Обстановка на Балтике все более осложняется. Оба берега Финского залива почти полностью в руках гитлеровцев. Нас мучит совесть: в такое тяжелое время отсиживаемся в тылу. Мои товарищи — однокашники по училищу — воюют, да еще как! Вон Сережа Осипов, с которым мы вместе кончали училище, — торпедные катера под его командованием атаковали отряд вражеских кораблей и потопили два тральщика, повредили миноносец. А мы? Главный старшина мотористов Лебедев с горечью говорит: «Прохлаждаемся!..»

Приехал из Ленинграда краснофлотец Голованов. Привез письмо от моей жены. Она должна была с детьми, матерью и бабушкой выехать из Ленинграда. Фашисты разбомбили железную дорогу, разрушили мост. Эшелоны с эвакуируемыми остались в городе.

Многие моряки с кораблей уходят на сухопутный фронт. Ушло несколько человек и от нас: Бурминский, Филиппенко, Утокин и другие. Но всем уходить нельзя. Надо готовить корабль к боям.

В октябре начались заморозки. Нам приказали перейти из Кронштадта в Ленинград, на Неву. Здесь вместе с другими подводными лодками нас застала зима. Лодки вмерзли в лед у борта плавучей базы «Полярная звезда».

Судостроительные заводы эвакуированы. В застывших цехах гулким эхом раздаются отзвуки артиллерийской стрельбы.
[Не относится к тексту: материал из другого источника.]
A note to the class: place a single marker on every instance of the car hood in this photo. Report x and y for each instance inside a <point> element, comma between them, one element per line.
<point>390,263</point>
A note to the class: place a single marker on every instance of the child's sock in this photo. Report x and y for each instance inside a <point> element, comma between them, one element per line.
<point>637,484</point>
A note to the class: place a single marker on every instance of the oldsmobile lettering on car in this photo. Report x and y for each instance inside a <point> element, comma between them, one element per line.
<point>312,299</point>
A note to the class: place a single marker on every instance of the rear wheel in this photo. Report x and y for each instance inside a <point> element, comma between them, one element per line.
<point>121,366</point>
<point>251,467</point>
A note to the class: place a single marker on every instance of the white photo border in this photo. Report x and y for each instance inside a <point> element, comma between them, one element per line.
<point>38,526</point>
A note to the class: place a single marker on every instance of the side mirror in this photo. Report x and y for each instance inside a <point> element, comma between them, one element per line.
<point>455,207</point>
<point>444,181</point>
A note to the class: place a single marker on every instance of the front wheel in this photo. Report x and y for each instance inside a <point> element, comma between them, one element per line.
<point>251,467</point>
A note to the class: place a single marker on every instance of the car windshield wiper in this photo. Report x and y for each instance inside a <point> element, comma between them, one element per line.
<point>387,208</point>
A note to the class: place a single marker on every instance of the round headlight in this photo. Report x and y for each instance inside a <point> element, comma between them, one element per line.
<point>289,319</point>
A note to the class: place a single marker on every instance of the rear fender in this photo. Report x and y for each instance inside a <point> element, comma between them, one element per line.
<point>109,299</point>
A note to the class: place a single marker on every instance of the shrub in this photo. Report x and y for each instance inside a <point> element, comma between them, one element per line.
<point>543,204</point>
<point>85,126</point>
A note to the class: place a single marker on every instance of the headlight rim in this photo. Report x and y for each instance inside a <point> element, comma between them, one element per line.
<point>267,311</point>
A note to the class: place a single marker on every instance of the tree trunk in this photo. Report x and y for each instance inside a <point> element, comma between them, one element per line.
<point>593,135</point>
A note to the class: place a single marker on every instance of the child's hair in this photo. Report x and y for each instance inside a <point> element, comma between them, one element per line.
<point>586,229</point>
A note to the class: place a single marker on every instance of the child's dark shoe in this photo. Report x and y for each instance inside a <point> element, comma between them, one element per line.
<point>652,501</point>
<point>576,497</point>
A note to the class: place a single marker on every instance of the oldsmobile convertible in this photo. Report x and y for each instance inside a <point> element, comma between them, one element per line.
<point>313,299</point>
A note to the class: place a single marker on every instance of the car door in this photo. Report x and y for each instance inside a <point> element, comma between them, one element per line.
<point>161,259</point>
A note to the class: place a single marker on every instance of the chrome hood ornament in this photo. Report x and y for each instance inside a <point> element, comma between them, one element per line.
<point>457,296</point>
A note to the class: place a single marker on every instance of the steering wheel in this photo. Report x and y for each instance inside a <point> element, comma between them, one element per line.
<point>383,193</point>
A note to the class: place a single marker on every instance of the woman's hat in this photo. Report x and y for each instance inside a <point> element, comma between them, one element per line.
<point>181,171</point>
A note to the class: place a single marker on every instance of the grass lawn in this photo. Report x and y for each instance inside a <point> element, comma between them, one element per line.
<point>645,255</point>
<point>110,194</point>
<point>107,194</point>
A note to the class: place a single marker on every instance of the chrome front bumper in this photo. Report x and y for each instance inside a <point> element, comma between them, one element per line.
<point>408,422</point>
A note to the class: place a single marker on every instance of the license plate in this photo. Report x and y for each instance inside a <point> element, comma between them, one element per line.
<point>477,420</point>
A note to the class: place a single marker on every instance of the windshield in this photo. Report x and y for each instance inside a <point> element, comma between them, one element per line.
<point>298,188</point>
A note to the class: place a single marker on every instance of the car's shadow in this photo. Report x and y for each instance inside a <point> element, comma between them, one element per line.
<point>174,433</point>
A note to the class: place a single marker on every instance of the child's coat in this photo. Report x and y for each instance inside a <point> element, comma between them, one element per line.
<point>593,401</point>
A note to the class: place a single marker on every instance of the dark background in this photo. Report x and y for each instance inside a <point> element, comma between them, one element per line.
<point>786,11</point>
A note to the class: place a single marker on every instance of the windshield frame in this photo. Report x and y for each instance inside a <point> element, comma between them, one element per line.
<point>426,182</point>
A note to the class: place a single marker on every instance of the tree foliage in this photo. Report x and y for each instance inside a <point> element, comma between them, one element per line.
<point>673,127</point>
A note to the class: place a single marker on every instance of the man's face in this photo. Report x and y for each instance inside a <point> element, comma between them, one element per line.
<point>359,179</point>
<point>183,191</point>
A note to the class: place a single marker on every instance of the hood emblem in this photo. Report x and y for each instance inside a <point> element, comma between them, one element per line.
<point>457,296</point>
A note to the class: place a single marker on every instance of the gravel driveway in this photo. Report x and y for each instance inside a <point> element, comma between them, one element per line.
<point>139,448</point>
Снаряды с воем проносятся над самой крышей. Иногда они залетают и в цеха. Грохот взрывов, дым пожаров, мучительные артиллерийские и воздушные тревоги, голод, холод, отсутствие топлива и электроэнергии, разбитые трамваи на безлюдных заснеженных улицах... И бледные, худые лица ленинградцев, лица мучеников и героев, — разве забудешь их!..

И эти полуживые люди вместе с моряками ремонтируют боевые корабли. В отсеках подводных лодок, всегда сверкавших особой, щеголеватой чистотой, дымят самодельные печи-времянки. Копоть легла на промерзшие борта, на приборы. А в лодке лютый холод. Стук молотков, звон металла, визг сверл. Пальцы примерзают к холодной стали. И слабость во всем теле.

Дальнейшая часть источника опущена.